DOHA: OPEC is likely to maintain its production policy at a meeting in June, Kuwait's OPEC governor said on Tuesday in the first public comment on what would be a crucial decision to determine the direction of global oil prices in the second half of the year.
Many OPEC oil ministers including Minister of Petroleum and Mineral Resources Ali Al-Naimi have defended the organization's November decision not to cut production but instead defend market share and curtail the output of more expensive producers such as the United States.
The accord sent oil prices below $50 per barrel, extending a sharp decline that began in June amid a global glut of crude.
The Organization of the Petroleum Exporting Countries has said it believes the oversupply, as much as 1.5 million barrels per day, will evaporate as oil demand picks up and US oil production growth slows, with companies drilling fewer wells.
However, should US oil producers prove more resilient than OPEC expects, the oversupply could persist and even be further aggravated if Western powers and Iran reach a nuclear deal allowing Tehran to increase its oil exports.
A deadline for a framework agreement on Iran's nuclear program between Tehran and six major powers is set for March, with a deadline for a full deal hoped for in June — the same month as the next scheduled OPEC meeting.
On Tuesday, Kuwait's OPEC Gov. Nawal Al-Fuzaia said at an energy conference in Qatar that she thought OPEC would maintain its policy at the next meeting in Vienna on June 5.
"I think so because there is less than two months, removing weekend and summer time, before the next OPEC meeting.
"I don't think there would be a big change in the oil market supply/demand in this time."
Al-Fuzaia said she did not expect oil prices to go below $40 a barrel. Brent crude is currently at about $58.

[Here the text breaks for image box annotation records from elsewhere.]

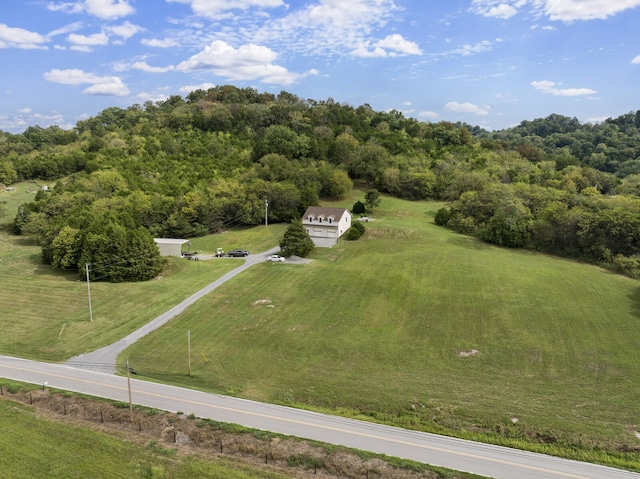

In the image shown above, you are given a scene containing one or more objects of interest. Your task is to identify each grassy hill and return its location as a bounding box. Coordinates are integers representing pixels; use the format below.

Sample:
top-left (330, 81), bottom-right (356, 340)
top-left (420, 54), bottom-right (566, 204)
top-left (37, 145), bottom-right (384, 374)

top-left (0, 186), bottom-right (640, 468)
top-left (121, 194), bottom-right (640, 464)
top-left (0, 183), bottom-right (284, 361)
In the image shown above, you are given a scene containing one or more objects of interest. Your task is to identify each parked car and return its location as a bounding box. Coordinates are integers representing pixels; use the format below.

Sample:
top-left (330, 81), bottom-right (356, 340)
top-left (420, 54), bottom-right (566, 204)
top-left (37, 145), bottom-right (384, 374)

top-left (227, 249), bottom-right (249, 257)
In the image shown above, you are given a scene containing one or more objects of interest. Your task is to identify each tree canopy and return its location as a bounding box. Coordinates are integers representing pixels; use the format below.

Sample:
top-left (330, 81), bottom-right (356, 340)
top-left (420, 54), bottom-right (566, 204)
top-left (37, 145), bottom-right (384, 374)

top-left (0, 85), bottom-right (640, 281)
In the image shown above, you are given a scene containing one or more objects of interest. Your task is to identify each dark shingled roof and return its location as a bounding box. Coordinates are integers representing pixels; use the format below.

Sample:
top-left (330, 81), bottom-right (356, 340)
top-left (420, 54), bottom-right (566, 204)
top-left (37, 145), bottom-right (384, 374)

top-left (302, 206), bottom-right (347, 221)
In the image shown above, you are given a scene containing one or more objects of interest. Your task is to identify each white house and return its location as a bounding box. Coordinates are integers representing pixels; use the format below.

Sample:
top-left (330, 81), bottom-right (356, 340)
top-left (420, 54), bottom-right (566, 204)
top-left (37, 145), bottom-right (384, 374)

top-left (153, 238), bottom-right (189, 257)
top-left (302, 206), bottom-right (351, 244)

"It is difficult to predict (the) oil price point because it is not just moving on sentiment — prices are affected by geopolitics, disruption in Iraq, Iran," Al-Fuzaia said.
She said Iraqi oil production growth was uncertain after severe fluctuations in past months, while the return of large oil volumes from Iran could take longer than expected.
"Yes, there is an increase of production in Iraq, but the situation is still not clear," she said.
"In Iran it is all linked with how the nuclear file will progress with the West. Even otherwise, I think the production in Iran will increase, but still not increase quickly, because the situation has been affected. The maintenance, recovery in field, bringing new equipment, will all take time."
Analysts from the Energy Aspects think tank said that even before fresh Iranian barrels return to the market, OPEC and other oil producers will have to face lower oil prices as demand is set to weaken in April-June.
"Most of the supportive factors for Brent are starting to fade. Supplies impacted by weather and technical issues are returning, just when global refinery maintenance is about to peak," it said in a note on Tuesday.
Bank of America Merrill Lynch said it saw downward pressure on oil persisting throughout the third quarter of 2015 as developed nations continued to build up commercial oil stocks.
"From a macro perspective a stronger dollar and weaker emerging markets will keep a lid on oil prices, while a possible Iran deal is a key risk," it said in a note.